Brian Brain

Personal information
- Full name: Brian Maurice Brain
- Born: 13 September 1940 Worcester, England
- Died: 1 November 2023 (aged 83)
- Batting: Right-handed
- Bowling: Right-arm fast-medium

Career statistics
| Competition | First-class | List A |
| Matches | 259 | 204 |
| Runs scored | 1,704 | 497 |
| Batting average | 8.39 | 8.28 |
| 100s/50s | 0/1 | 0/0 |
| Top score | 57 | 33 |
| Balls bowled | 41,028 | 9,776 |
| Wickets | 824 | 290 |
| Bowling average | 24.50 | 20.14 |
| 5 wickets in innings | 33 | 0 |
| 10 wickets in match | 6 | 0 |
| Best bowling | 8/55 | 4/13 |
| Catches/stumpings | 50/– | 36/– |
- Source: Cricinfo, 14 April 2023

= Brian Brain =

English cricketer (1940–2023)

Brian Maurice Brain (13 September 1940 – 1 November 2023) was an English first-class cricketer whose career with Worcestershire and Gloucestershire stretched over more than two decades. He was capped by Worcestershire in 1966 and by Gloucestershire in 1977.

==Biography==
Brain was born on 13 September 1940 in Worcester, England, and was educated at the city's King's School.

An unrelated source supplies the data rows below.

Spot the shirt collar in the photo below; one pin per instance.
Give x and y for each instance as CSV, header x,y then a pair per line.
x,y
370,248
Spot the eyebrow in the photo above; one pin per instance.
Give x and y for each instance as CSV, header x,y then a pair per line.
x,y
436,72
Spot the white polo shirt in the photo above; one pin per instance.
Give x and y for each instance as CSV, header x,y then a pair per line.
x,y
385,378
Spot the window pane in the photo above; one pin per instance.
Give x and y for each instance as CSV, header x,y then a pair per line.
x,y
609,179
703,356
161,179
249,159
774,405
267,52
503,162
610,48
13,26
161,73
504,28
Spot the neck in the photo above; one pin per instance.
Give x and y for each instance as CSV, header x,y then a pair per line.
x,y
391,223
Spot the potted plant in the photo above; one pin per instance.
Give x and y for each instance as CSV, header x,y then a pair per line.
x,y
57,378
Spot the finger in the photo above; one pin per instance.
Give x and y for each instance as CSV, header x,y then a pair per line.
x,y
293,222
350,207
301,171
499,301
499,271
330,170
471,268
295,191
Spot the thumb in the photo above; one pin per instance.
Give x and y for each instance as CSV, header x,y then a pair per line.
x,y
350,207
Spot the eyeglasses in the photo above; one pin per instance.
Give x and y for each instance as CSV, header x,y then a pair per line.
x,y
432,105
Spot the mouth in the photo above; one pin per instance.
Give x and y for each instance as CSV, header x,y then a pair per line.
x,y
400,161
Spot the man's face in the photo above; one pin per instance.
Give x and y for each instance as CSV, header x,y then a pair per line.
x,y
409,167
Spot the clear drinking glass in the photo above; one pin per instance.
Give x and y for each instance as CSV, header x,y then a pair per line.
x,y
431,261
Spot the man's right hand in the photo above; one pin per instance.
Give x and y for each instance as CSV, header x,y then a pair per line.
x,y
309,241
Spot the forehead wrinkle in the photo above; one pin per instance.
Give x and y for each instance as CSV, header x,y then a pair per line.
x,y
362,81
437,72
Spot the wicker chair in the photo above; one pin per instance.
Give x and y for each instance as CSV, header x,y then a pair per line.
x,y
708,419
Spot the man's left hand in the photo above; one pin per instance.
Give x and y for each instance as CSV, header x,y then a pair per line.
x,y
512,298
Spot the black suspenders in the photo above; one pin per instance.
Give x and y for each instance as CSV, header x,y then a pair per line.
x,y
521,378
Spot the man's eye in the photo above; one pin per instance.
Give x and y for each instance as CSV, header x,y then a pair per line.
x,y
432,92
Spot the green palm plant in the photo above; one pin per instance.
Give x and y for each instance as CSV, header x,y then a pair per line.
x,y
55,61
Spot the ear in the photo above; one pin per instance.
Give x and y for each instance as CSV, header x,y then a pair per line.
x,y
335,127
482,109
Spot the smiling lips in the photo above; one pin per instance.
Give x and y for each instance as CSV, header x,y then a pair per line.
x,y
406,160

After turning in some good performances in the Worcestershire second team, Brain was selected to make his first-class debut against Oxford University in late June 1959. He took five wickets in the match (his first being that of Oxford captain Alan Smith), but played only one further first-class game that season, against Somerset in the County Championship. He took 4–53 in the first innings, but was not to make another first-team appearance for almost five years.

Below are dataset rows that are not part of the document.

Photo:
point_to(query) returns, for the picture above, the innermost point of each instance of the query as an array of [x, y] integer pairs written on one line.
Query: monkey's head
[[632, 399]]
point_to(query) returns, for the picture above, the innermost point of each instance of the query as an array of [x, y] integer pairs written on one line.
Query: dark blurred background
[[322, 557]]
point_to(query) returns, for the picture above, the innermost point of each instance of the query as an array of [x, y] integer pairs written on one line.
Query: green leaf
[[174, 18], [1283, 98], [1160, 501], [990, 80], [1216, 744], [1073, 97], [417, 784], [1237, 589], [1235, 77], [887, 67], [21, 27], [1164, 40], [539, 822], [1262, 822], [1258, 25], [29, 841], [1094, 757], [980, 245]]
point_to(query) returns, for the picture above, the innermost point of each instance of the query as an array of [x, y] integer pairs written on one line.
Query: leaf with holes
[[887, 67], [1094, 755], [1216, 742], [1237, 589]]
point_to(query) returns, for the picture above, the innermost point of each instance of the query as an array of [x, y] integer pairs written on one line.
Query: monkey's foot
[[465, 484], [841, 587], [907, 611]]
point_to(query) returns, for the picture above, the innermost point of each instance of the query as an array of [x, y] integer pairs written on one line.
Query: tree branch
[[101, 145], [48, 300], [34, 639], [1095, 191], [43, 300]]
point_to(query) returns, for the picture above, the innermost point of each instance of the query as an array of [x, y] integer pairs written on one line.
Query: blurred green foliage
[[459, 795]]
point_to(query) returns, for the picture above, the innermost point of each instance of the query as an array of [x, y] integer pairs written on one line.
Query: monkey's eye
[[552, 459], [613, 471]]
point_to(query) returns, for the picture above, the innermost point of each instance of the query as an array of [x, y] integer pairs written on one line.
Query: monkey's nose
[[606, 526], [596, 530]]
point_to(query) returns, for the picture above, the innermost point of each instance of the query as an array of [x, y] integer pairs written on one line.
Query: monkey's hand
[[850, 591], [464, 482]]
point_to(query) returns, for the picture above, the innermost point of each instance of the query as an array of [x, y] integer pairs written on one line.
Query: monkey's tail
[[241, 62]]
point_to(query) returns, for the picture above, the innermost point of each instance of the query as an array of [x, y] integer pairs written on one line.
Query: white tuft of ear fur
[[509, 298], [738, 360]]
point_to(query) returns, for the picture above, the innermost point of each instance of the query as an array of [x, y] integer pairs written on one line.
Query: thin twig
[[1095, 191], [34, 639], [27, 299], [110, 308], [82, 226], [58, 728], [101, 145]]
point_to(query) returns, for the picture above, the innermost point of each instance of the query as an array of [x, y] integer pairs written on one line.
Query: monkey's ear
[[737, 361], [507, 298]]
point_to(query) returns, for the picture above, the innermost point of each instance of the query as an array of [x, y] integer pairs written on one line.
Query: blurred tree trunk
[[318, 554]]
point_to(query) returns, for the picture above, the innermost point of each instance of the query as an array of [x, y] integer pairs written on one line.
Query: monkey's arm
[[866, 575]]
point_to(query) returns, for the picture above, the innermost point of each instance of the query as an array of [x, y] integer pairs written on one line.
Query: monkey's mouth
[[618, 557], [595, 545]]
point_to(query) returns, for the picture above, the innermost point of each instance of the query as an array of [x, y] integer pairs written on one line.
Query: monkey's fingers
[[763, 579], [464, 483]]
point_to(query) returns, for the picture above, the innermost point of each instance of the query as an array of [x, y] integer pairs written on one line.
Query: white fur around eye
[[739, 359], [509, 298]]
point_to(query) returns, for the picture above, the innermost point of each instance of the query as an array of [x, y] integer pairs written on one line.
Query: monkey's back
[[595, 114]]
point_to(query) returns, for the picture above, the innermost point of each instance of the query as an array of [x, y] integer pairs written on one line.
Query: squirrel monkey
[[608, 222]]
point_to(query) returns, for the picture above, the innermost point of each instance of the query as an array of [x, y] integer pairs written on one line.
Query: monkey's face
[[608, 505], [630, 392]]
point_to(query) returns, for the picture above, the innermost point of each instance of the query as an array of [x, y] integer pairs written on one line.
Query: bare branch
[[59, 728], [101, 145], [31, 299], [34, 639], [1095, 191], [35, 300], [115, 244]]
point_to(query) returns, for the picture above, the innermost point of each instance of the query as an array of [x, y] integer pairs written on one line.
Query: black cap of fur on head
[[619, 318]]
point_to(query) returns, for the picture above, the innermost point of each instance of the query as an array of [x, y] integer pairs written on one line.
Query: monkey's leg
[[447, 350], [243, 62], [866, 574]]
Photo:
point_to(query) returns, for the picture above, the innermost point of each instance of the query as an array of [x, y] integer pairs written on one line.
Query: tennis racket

After some more eye-catching figures in the second team (7–29 against Nottinghamshire II; 8–79 against Kent II) in 1964, Brain finally played first-class cricket again, facing Cambridge University at Halesowen. He took only one wicket, but was retained for the Championship game which followed (coincidentally this was also against Somerset), and in this match he excelled, taking 6–93 and 4–73 as Worcestershire won by 122 runs. Although he dropped out of the side thereafter, he returned as a regular from mid-August to the end of the season, finishing with 31 wickets at 24.19 as Worcestershire won their first ever County Championship.

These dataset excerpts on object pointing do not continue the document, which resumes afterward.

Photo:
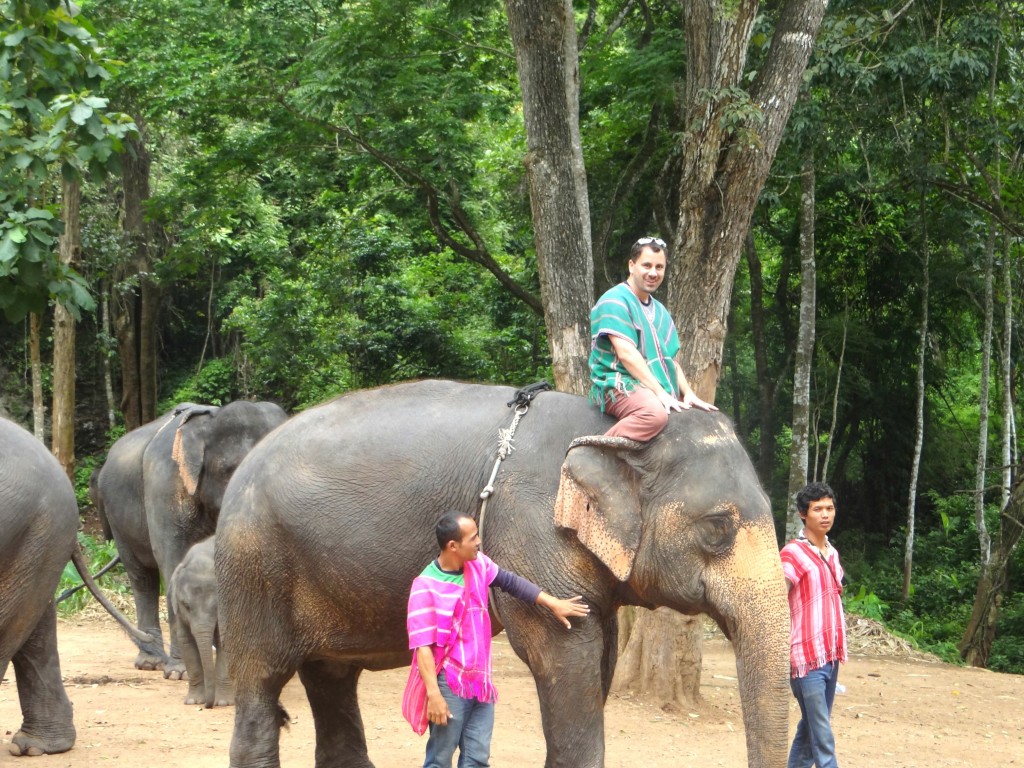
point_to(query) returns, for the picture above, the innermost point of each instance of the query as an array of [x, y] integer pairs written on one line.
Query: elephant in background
[[344, 499], [38, 536], [159, 493], [193, 590]]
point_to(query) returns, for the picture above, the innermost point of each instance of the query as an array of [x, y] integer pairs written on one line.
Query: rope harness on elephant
[[520, 400]]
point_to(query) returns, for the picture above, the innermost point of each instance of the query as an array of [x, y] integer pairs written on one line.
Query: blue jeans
[[814, 743], [469, 730]]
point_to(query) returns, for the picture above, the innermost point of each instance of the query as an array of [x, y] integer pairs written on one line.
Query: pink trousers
[[641, 416]]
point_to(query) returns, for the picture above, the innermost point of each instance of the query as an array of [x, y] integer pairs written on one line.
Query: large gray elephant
[[327, 522], [159, 493], [38, 537]]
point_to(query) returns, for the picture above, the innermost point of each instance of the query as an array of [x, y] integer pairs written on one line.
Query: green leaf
[[80, 113], [8, 251]]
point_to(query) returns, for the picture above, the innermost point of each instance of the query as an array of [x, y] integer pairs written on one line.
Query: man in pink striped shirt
[[817, 634], [450, 631]]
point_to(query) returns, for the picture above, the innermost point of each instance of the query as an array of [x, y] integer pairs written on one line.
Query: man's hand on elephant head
[[563, 608]]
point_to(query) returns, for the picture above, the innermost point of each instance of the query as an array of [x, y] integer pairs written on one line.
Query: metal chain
[[505, 448]]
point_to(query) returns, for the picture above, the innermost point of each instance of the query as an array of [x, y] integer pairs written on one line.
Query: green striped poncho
[[619, 312]]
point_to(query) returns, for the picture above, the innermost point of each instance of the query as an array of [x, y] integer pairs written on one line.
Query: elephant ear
[[188, 450], [599, 499]]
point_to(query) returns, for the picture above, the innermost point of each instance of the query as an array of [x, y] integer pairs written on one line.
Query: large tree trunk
[[64, 341], [136, 297], [724, 170], [919, 431], [36, 363], [722, 175], [977, 641], [984, 539], [1009, 416], [545, 40], [805, 348]]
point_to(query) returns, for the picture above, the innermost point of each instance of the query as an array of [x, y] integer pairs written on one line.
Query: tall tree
[[802, 432], [545, 40]]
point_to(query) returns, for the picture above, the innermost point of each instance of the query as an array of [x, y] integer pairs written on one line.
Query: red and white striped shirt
[[817, 627]]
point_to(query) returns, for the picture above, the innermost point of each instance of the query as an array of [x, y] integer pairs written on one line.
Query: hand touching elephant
[[160, 492], [343, 499]]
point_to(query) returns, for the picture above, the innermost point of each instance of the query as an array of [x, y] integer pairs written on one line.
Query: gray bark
[[805, 349], [919, 432], [62, 436], [984, 540], [545, 40], [724, 169], [36, 363]]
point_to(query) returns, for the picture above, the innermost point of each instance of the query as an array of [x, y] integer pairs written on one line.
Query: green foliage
[[97, 554], [865, 604], [51, 117], [215, 384]]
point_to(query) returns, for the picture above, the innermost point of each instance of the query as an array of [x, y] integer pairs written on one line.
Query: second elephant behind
[[160, 491], [193, 590]]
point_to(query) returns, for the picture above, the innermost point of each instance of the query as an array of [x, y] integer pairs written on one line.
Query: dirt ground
[[897, 711]]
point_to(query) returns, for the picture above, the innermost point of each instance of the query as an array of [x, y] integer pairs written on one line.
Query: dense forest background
[[287, 201]]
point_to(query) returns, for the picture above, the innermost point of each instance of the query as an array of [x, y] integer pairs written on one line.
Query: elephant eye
[[717, 531]]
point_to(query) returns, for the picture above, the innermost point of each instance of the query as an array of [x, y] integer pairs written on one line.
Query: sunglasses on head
[[650, 241]]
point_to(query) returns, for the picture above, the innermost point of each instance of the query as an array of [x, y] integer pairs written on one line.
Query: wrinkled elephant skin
[[327, 522], [194, 592], [159, 493], [38, 528]]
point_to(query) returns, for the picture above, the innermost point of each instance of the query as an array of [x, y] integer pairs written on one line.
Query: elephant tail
[[145, 642]]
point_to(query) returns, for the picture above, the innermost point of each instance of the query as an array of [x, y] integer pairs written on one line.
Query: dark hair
[[448, 528], [812, 493]]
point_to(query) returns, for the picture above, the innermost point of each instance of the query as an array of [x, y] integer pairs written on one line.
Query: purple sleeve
[[516, 586]]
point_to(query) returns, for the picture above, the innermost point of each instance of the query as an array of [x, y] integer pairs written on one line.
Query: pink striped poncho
[[817, 633], [450, 611]]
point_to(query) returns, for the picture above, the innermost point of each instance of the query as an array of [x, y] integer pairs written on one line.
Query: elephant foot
[[150, 663], [196, 696], [24, 744], [175, 670]]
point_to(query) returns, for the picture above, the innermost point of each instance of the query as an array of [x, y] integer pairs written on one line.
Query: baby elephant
[[193, 591]]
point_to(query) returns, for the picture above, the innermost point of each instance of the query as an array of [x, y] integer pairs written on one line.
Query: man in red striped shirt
[[817, 634]]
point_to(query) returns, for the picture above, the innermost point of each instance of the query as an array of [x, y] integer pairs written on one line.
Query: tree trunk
[[977, 641], [766, 448], [64, 340], [36, 361], [723, 171], [984, 539], [545, 41], [136, 297], [919, 432], [104, 351], [650, 644], [805, 347]]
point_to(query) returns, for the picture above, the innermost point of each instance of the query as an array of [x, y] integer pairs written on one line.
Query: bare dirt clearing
[[897, 712]]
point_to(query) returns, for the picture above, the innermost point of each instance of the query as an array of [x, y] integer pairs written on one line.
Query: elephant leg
[[331, 688], [258, 720], [145, 587], [571, 702], [192, 655], [46, 711], [225, 688]]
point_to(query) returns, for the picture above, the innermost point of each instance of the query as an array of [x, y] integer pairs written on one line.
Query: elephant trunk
[[754, 612]]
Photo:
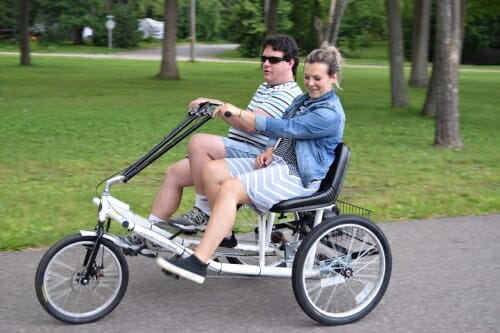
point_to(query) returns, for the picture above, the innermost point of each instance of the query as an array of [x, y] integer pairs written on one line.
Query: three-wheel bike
[[340, 265]]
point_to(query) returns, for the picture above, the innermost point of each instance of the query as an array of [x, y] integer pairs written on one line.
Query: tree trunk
[[168, 68], [430, 107], [271, 17], [420, 43], [24, 38], [340, 7], [449, 46], [398, 87], [329, 25]]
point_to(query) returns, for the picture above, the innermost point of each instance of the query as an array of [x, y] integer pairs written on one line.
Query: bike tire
[[341, 270], [58, 280]]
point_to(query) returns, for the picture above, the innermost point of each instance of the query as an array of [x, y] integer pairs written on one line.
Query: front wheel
[[71, 293], [341, 270]]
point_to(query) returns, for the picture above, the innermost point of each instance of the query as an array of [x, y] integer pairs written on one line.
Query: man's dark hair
[[285, 44]]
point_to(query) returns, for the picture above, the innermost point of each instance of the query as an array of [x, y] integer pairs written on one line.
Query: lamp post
[[110, 25]]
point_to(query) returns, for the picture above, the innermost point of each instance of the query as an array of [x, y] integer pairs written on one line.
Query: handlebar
[[203, 108]]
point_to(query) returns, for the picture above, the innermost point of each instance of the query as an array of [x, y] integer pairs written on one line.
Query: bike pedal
[[148, 253]]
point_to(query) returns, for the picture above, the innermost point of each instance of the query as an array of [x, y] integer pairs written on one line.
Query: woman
[[290, 167]]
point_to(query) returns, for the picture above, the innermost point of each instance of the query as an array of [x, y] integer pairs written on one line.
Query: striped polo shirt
[[272, 99]]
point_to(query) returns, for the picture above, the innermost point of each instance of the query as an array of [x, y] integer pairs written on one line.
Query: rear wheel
[[341, 270], [71, 294]]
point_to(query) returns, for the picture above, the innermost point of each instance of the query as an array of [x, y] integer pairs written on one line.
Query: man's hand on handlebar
[[226, 110]]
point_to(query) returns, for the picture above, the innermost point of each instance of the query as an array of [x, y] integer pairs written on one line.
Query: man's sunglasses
[[272, 60]]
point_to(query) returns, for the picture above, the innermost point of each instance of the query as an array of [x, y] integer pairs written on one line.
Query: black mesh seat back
[[329, 189]]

In the 1965 season Brain appeared 12 times, finishing with 44 total wickets. For most of the rest of the 1960s, he continued to play a dozen games a season or slightly more, as well as a handful of one-day matches, and to pick up around 40 wickets a year. In 1969, however, he played 19 times in first-class cricket and snared 73 wickets, however, the following year he left the county but continued to play one-day cricket for them.

The 1973 season saw Brain make his return to first-class duties, taking 84 wickets that year, winning his third Championship medal in 1974. For the 1976 season, he moved to Gloucestershire, starting relatively slowly with 41 first-class wickets in that first year. Then in 1977 he claimed 77 wickets, managing his best bowling for his new county when he recorded 7–51 against the touring Australians in May. Now approaching forty years old, Brain's form began to tail off, and after leaving Gloucestershire in 1981, he spent a season at Shropshire, and retired at the end of the summer.

Brain died on 1 November 2023, aged 83. His funeral was held in Worcester.